An original map of battle lines from the Meuse-Argonne Offensive from World War I.

Crane said Atwood and his company launched an attack against the German position that was called the Kriemhilde Stellung, a defensive line named after Wagnerian Witches. The Kriemhilde was reinforced by long-standing trenches and was one of the most difficult lines to overtake. Crane said Company K made the furthest advance of that regiment against the line, broke through it and went into a ravine that the Germans had fortified.

“If you read the accounts of that fighting, it’s unlike anything that anyone’s experienced who’s alive today. They were shelled; they were gassed, hand-to-hand fighting with Germans, machine gunfire constantly,” said Crane.

They held the line for about 24 hours, but were then pushed out. Crane said that out of more than 200 men in Atwood’s company, only 40 men survived and Atwood was one of them.

“They got completely decimated during that fighting,” said Crane. “Somehow, he made it out of there alive when so many of the men he served with didn’t.”

Crane said that after the war was over, Atwood returned before the rest of his regiment and his family said that when he came back he was “a little off.”

Vincent W. Atwood in his World War I uniform.

“I never got any explanations of what a little off meant from anyone,” said Crane. “But they all said that he was not right after that.”

Crane said his family suspected that Atwood might have had shell-shock due to his experience in battle.

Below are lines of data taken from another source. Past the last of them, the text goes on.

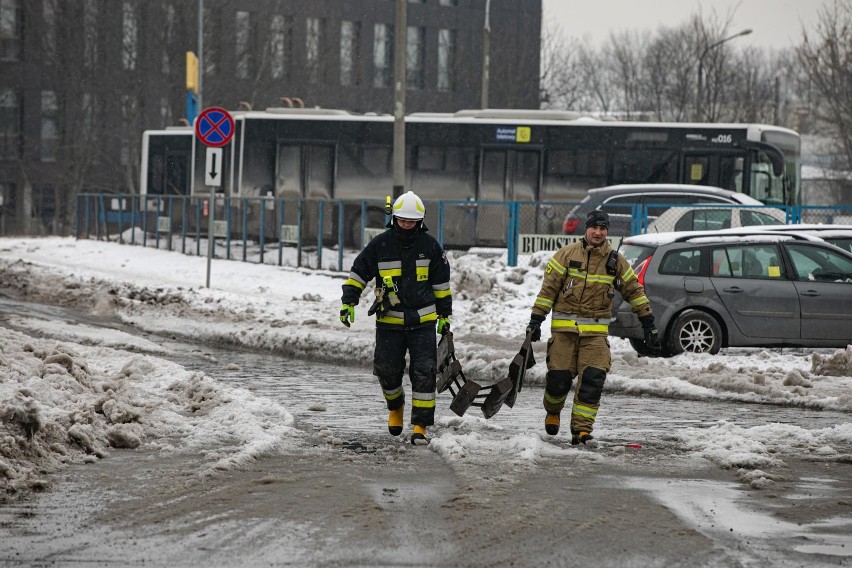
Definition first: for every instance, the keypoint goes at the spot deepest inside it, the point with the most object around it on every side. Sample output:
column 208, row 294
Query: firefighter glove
column 347, row 314
column 535, row 326
column 652, row 335
column 443, row 324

After he returned to the United States from the war, Atwood disappeared. An estimated 10 years had passed before Atwood returned home to his family, but never mention where he went or why he left.

“He just left, he didn’t tell anyone where he was going or what he was doing,” said Crane. “You know, he was probably working out whatever demons that he had and that was how he dealt with it.”

When Atwood finally returned, he worked as a chef in various kitchens. Atwood died in a Veterans Affairs hospital in Rocky Hill, Conn. in 1987 from complications of diabetes.

It wasn’t until after his passing that he heard his great uncle’s story and wanted to learn more. Crane began researching Atwood and his involvement in the war.

“I didn’t even know he was still alive,” said Crane. “So, there’s always this sort of mystery of uncle Vincent and what had happened to him. As I got older I got interested in finding out what happened to this guy in France.”

“I get a little choked up when I talk about it,” said Crane. “I just think what kind of hell he went through. I get mad because I wish I had known he was still alive. I wish I knew [about him] before he died because I would have liked to have met him and just asked him anything.”